ChatGPT is a chatbot developed by Open AI that uses natural language processing (NLP) technology to answer questions in a conversational tone.  

The program has exploded in popularity in the last year. “It’s really just one more advance in a long series of advances in AI, but this advance happened almost overnight, and gave much more impressive results,” said David Page, Ph.D., chair of the Department of Biostatistics and Bioinformatics. He’s been studying AI and NLP for 35 years. 

“It’s rare to see such a big jump in improvement in the field,” Page said. The improvements seen with ChatGPT are the result of upgrades in the transformer architecture. “It allows researchers to address different natural language problems the same way. It is also now able to predict the next word of a sentence or phrase without losing the meaning or context behind it,” Page continued.  

Many people have concerns about the potential for misuse, but Duke faculty find ChatGPT’s energy-saving capabilities to be its best asset. “It can help you overcome the initial hesitation to get started on a new project,” said Matthew Engelhard, MD, Ph.D., assistant professor in the Duke Department of Biostatistics and Bioinformatics.  

Users enter the information they’re looking for in the textbox, and ChatGPT instantly generates a response. “Let's say you’ve outlined a new model or approach you want to develop,” Engelhard said. “You can have a dialogue with these systems and say, ‘I’d like you to write code that has these characteristics, and these objectives.’ The result might not be exactly what you need, but it’s often a helpful starting point.”  

Page found this to be true for him as well.

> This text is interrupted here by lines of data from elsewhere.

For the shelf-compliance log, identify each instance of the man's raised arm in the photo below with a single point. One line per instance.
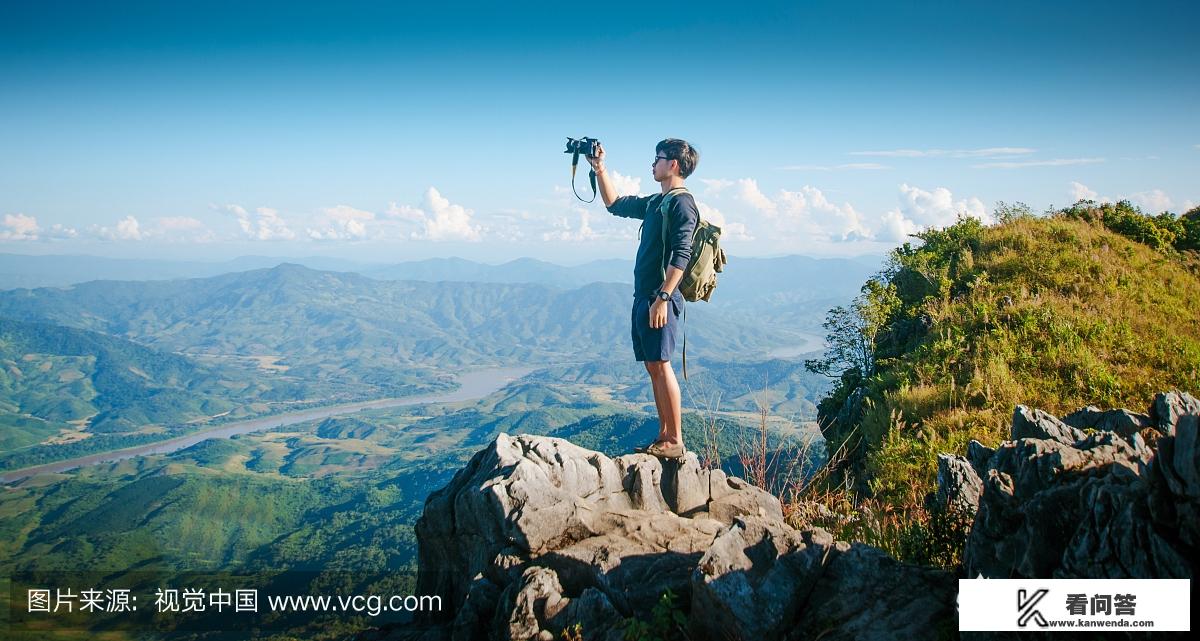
(607, 192)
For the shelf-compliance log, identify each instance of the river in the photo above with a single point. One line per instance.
(473, 385)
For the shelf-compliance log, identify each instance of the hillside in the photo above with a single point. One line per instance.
(1090, 305)
(82, 383)
(341, 327)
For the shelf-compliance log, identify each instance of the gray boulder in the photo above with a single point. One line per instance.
(535, 535)
(1030, 423)
(1059, 503)
(1122, 421)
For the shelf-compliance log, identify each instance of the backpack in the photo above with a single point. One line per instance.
(707, 261)
(707, 256)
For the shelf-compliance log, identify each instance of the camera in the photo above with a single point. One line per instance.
(583, 147)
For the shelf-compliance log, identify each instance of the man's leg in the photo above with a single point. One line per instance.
(667, 400)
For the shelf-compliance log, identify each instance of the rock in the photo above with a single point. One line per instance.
(958, 485)
(1059, 503)
(979, 455)
(1121, 421)
(864, 594)
(1170, 408)
(535, 535)
(754, 577)
(1037, 424)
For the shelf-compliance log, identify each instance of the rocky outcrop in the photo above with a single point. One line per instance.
(1084, 496)
(535, 535)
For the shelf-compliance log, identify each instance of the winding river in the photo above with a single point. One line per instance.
(473, 385)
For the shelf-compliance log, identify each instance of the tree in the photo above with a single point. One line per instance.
(853, 330)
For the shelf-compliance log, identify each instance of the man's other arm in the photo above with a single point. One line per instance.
(683, 217)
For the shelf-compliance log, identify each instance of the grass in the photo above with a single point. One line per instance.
(1054, 312)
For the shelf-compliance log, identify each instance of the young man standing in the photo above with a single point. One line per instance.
(658, 270)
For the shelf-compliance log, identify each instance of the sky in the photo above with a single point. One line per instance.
(395, 131)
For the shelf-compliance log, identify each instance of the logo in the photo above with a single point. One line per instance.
(1025, 607)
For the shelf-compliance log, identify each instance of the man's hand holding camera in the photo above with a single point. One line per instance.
(597, 161)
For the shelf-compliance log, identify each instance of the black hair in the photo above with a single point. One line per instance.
(682, 151)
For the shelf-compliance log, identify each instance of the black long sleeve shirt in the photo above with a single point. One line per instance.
(682, 217)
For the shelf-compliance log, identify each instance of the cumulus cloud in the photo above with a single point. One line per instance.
(921, 209)
(748, 191)
(1017, 165)
(61, 232)
(181, 223)
(1081, 192)
(180, 228)
(342, 222)
(835, 167)
(264, 225)
(624, 184)
(803, 215)
(1151, 202)
(949, 153)
(564, 232)
(19, 227)
(730, 231)
(438, 219)
(127, 228)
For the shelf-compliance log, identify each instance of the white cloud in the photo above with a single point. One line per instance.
(61, 232)
(267, 225)
(921, 209)
(624, 184)
(19, 227)
(949, 153)
(180, 228)
(748, 192)
(789, 217)
(127, 228)
(184, 223)
(343, 222)
(1152, 202)
(730, 231)
(564, 232)
(1017, 165)
(439, 219)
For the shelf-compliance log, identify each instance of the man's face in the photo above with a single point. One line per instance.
(661, 167)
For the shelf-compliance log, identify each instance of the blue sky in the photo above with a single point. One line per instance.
(389, 131)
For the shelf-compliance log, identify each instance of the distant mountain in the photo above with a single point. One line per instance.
(54, 378)
(325, 325)
(774, 280)
(522, 270)
(55, 270)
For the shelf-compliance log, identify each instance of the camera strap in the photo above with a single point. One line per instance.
(592, 178)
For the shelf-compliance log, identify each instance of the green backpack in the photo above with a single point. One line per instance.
(707, 256)
(707, 261)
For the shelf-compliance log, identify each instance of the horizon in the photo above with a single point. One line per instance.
(211, 132)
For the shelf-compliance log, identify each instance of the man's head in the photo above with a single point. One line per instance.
(675, 157)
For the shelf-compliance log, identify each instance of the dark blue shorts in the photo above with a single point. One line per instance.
(652, 343)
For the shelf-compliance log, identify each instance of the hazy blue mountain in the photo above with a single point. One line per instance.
(343, 325)
(54, 270)
(522, 270)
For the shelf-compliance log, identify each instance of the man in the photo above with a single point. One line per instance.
(658, 301)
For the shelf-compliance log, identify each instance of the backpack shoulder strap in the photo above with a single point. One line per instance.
(664, 207)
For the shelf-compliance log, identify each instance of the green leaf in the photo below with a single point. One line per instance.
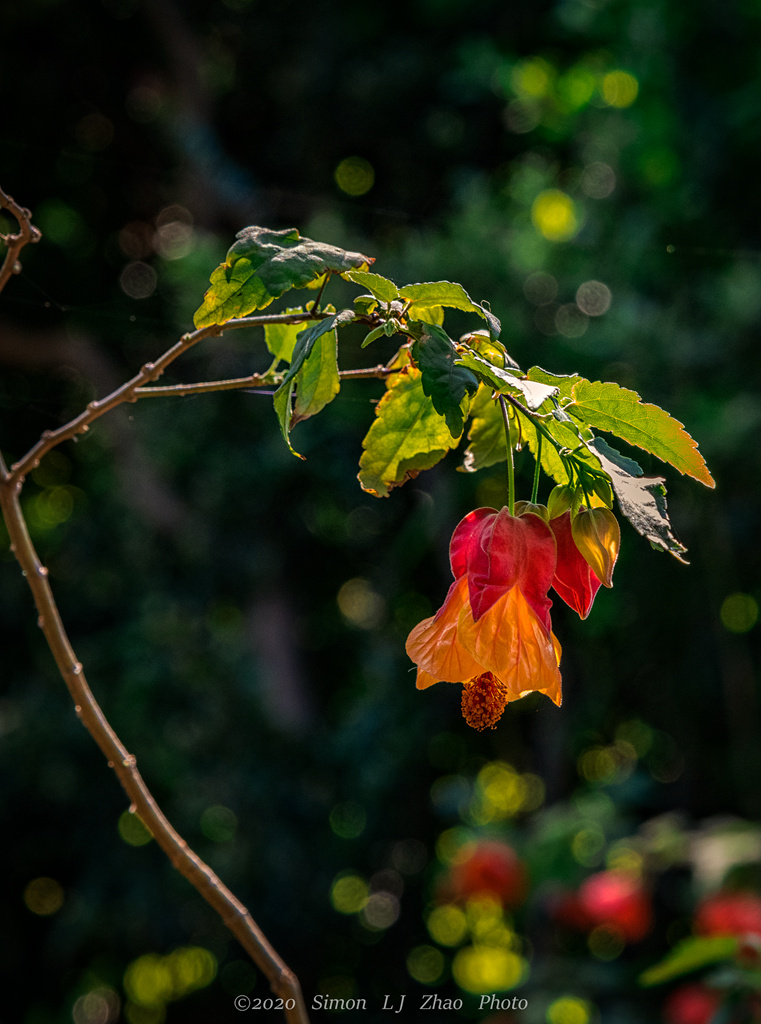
(619, 411)
(431, 314)
(487, 435)
(365, 304)
(551, 462)
(281, 338)
(304, 345)
(533, 392)
(425, 297)
(318, 382)
(563, 382)
(381, 288)
(377, 332)
(262, 264)
(642, 499)
(407, 436)
(448, 384)
(689, 954)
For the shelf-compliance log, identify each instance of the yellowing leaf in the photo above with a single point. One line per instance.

He’s exploring using ChatGPT to help with scientific papers and grant proposals. “For someone who's an expert and just wants to save the time writing, it's very good because it can give you a great first draft and you can correct it and maybe go back and forth with it several times,” Page said.  

Page, Carlson, Engelhard
David Page, Ph.D., David Carlson, Ph.D., Matthew Engelhard, MD, Ph.D.

David Carlson, Ph.D., assistant professor in Duke’s Department of Civil and Environmental Engineering and the Department of Bioinformatics and Biostatistics, has his software engineering students use it the same way. Carlson said the instantaneous feedback and constructive criticism that ChatGPT provides has facilitated student growth.  

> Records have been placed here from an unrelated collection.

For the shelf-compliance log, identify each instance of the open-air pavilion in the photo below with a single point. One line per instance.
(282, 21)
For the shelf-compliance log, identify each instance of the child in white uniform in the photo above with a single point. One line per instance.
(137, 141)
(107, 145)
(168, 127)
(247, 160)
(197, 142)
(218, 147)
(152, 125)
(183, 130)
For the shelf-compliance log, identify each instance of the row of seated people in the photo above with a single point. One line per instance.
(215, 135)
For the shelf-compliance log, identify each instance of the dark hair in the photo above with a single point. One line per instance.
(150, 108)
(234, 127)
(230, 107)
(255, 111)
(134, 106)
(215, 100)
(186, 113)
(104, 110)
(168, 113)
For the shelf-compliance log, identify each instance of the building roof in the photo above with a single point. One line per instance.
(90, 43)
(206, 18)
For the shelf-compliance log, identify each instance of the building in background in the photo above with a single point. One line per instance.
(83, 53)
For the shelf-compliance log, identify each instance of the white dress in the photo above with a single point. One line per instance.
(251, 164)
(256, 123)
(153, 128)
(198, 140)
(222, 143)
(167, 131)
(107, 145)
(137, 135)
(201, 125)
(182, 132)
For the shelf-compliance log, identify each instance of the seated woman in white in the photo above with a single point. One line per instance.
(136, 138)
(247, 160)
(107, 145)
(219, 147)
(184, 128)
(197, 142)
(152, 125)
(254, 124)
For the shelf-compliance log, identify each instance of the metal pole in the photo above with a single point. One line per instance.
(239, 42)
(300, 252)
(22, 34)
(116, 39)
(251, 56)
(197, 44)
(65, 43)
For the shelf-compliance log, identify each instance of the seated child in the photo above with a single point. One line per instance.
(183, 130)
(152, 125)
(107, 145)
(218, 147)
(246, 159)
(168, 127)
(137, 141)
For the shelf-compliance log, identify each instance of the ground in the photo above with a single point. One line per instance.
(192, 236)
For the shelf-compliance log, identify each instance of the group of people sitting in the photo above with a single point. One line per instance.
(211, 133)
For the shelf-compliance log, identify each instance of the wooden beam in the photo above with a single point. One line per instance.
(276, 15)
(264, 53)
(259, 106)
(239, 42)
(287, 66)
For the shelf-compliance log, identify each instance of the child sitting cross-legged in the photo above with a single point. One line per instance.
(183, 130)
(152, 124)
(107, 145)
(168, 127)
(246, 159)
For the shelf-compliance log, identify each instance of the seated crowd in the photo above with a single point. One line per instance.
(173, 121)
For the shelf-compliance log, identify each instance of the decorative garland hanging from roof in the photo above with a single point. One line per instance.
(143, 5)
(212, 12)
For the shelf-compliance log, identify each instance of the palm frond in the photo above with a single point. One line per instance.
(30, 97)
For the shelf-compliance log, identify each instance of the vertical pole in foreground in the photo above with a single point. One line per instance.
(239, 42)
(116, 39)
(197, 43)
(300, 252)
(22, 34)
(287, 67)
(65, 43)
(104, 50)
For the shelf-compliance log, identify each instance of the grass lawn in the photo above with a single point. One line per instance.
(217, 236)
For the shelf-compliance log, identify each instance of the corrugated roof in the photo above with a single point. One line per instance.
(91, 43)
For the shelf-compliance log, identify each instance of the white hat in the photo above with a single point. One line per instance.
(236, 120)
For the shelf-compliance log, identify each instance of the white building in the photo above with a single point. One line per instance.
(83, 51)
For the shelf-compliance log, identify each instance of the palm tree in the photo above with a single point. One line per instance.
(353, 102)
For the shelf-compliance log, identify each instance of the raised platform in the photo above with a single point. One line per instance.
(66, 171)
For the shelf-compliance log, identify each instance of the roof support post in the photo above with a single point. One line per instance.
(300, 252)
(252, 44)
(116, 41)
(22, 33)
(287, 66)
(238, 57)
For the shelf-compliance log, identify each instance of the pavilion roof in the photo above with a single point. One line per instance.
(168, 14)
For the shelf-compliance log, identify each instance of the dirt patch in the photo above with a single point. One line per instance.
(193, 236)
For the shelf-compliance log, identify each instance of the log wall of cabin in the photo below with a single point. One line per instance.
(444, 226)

“It’s been transformative in how much better the quality of their work is,” Carlson said. “It's not so much that it's doing the work for the student, it's that it's working with the student to help them come up and improve their results or improve their scientific documents.”  

Carlson said the system’s timely responses are one of the main educational benefits. “If you get feedback quickly, you learn a lot better,” he said. “Before, a student would write something and send it to me. But sometimes it could be days before somebody has time to look at it. With the instantaneous feedback, it allows you to really be in the mindset of writing and improve it rapidly.”  

He’s gotten mixed reactions from students. Carlson said some have been thoroughly enamored with the system, while others have been more hesitant.  

But none of them are ignoring the obvious dangers of misusing ChatGPT. To quell concerns about cheating, Carlson is adjusting the way he gives homework. He plans to increase the number of coding problems, but also add conceptual questions about the results.  

Engelhard teaches graduate students and plans to use ChatGPT in his fall classes. He believes their drive and internal motivation to learn the material will sway them away from using the system to try to cut corners on assignments. But its use will need to be monitored, and students must have a foundational understanding of the subject matter.  

“It's not so different from using a calculator in math class,” he said. “There are cases where you need to put ChatGPT to the side to make sure that you are understanding the relevant concepts yourself, as opposed to using it as a crutch.” 

However, more broadly, concerns about ChatGPT’s accuracy are growing. Page said ChatGPT doesn’t yet fact-check itself and is still very unreliable when used as a search engine. “It will sound very authoritative and give you an answer, and it may even cite references and say, ‘Here's where I'm getting this information.’ But the references may be all made up. It's just trying to look realistic and not really be realistic,” Page explained.  

While many have expressed their concerns about how ChatGPT and other systems will influence society, many are still looking forward to seeing what’s next. “The systems are far from flawless, but I'm also extremely excited about the opportunities and how we can improve student outcomes by taking advantage of these technologies,” Carlson said.